4. Apart from Rajasthani and Goan, what other Indian cuisines would you like to showcase?
I am filming a television show in Assam where I am getting to explore their cuisine closely. I have also spent a lot of time in Brahmaputra, and I love the food there. I am going into each and every specific northeastern region of India and delving into the food there.
5. Your favourite go-to Indian snack and meal?
My favourite go-to Indian snack is papdi chaat, bhelpuri, Mumbai sandwich from a stall near St Xavier's College, and all types of street food. I love rajma chawal, and the one dish I always go back to is the first dish I ever tried, which is keema. Add to that all the north Indian flavours that are my absolute favourite.
6. How popular Indian food is in Australia?
It is definitely popular and enjoying a big boom in Australia right now. Indian cuisine is in fact becoming one of the most popular ones there.. A lot of southeast Asian flavours were really big in Australia but now the Indian side of the region is coming out and through MasterChef and obviously the huge population of Indians who have moved to Australia play a huge part. A lot of Australians are now exposed to Indian flavours other than just butter chicken, and everyone just loves it. They are really starting to understand that there’s so much more to Indian food.
7. What was your inspiration behind putting Indian cuisine on the world map?
I love Indian flavours. Initially it was all for my son, and I really wanted to make sure that in Australia he’s taking a paratha to school in his lunch box for him to feel comfortable in doing that. I wanted people to understand that he should feel proud of his Indian heritage, and I made sure he’s comfortable eating all this in a different country and not feeling like an outcast. That’s how it started and in turn I just really fell in love with the cuisine.

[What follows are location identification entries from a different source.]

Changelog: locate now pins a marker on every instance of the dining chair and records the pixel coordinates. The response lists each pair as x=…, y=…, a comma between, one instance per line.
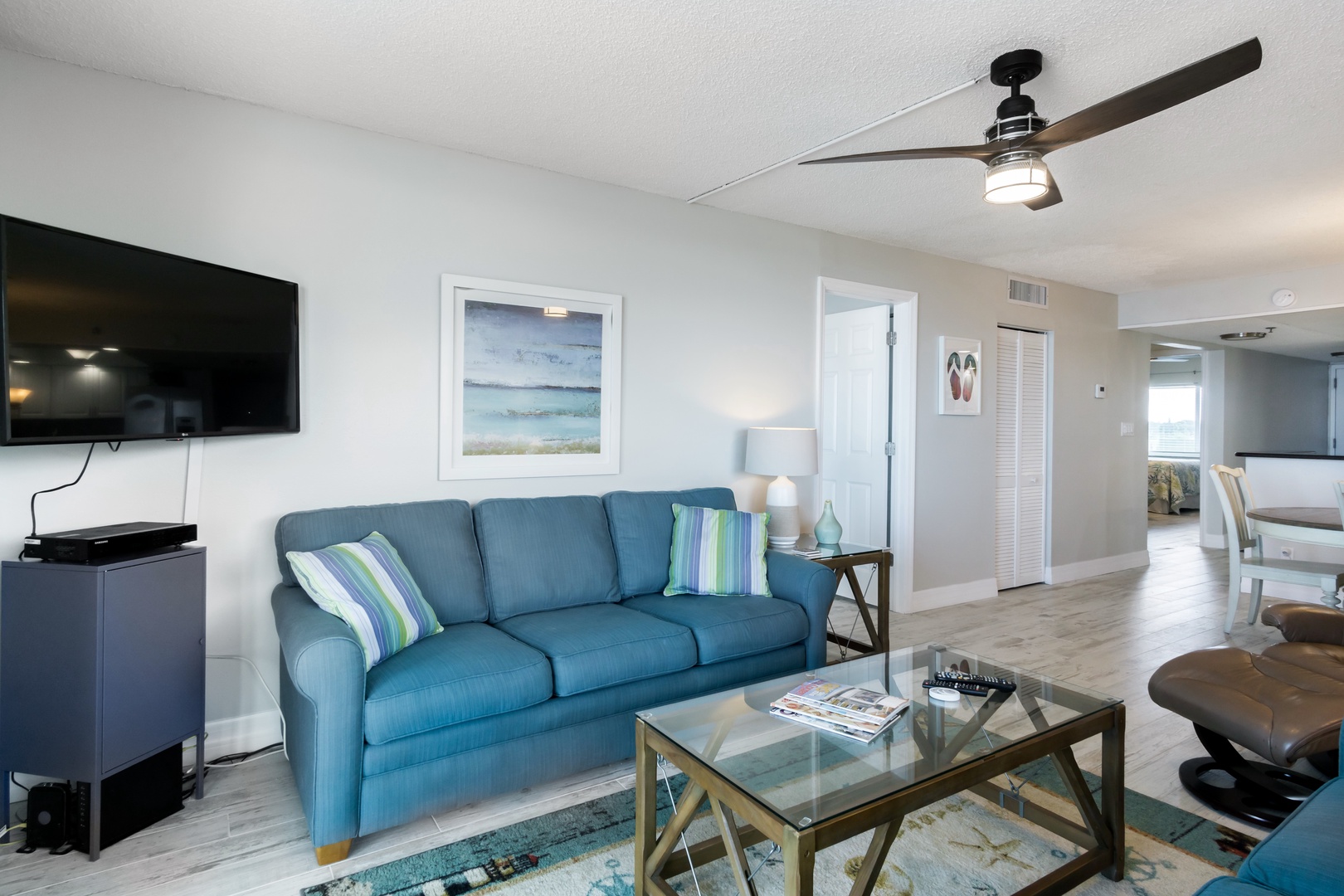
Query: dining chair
x=1234, y=494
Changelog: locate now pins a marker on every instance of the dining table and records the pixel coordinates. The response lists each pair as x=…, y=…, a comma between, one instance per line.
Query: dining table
x=1309, y=525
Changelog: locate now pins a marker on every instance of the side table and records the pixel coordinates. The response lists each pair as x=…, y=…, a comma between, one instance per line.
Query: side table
x=845, y=559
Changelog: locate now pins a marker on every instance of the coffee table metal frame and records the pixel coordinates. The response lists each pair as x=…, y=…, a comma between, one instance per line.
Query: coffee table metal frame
x=1101, y=835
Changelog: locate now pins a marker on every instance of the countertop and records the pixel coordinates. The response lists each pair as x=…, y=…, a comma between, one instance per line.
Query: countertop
x=1294, y=457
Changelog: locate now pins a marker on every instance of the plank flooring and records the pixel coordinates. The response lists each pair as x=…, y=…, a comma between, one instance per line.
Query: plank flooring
x=1109, y=633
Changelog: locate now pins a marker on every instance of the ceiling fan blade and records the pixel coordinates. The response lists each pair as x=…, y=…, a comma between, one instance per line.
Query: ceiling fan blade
x=1051, y=197
x=1149, y=99
x=984, y=152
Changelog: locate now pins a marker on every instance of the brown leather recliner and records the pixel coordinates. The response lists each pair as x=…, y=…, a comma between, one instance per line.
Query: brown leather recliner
x=1285, y=704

8. What's common between Australia and India when it comes to food?
Definitely charcoal, because cooking in a tandoor and charcoal barbeque is really big in Australia. Now people in Australia are adopting those beautiful marinades and amping up their grills. Regular Australian food has evolved so much and is taking on a lot more flavour.
9. Your favourite Indian restaurants that one should visit in Australia.
In India, I love Maharaja Bhog and Mahesh Lunch Home in Juhu. In Australia, the Indian restaurants I usually go to and would recommend are Babu Ji, Daughter-in-law and Roti Boti.
10. One Indian ingredient that you use in multiple ways and how?
It has to be chilli. I like it in the way that it can add depth to a dish and not just heat so for me it’s about playing around with the different kinds of chilli is what I like to do. It’s more about the flavour and depth of chillies, such as Kashmiri chilli which is mild and adds that smokiness and depth to the dish. I like to use lots of ghee and butter also. People think it’s unhealthy but if you use high quality ingredients, it's important for us to add these to our diet.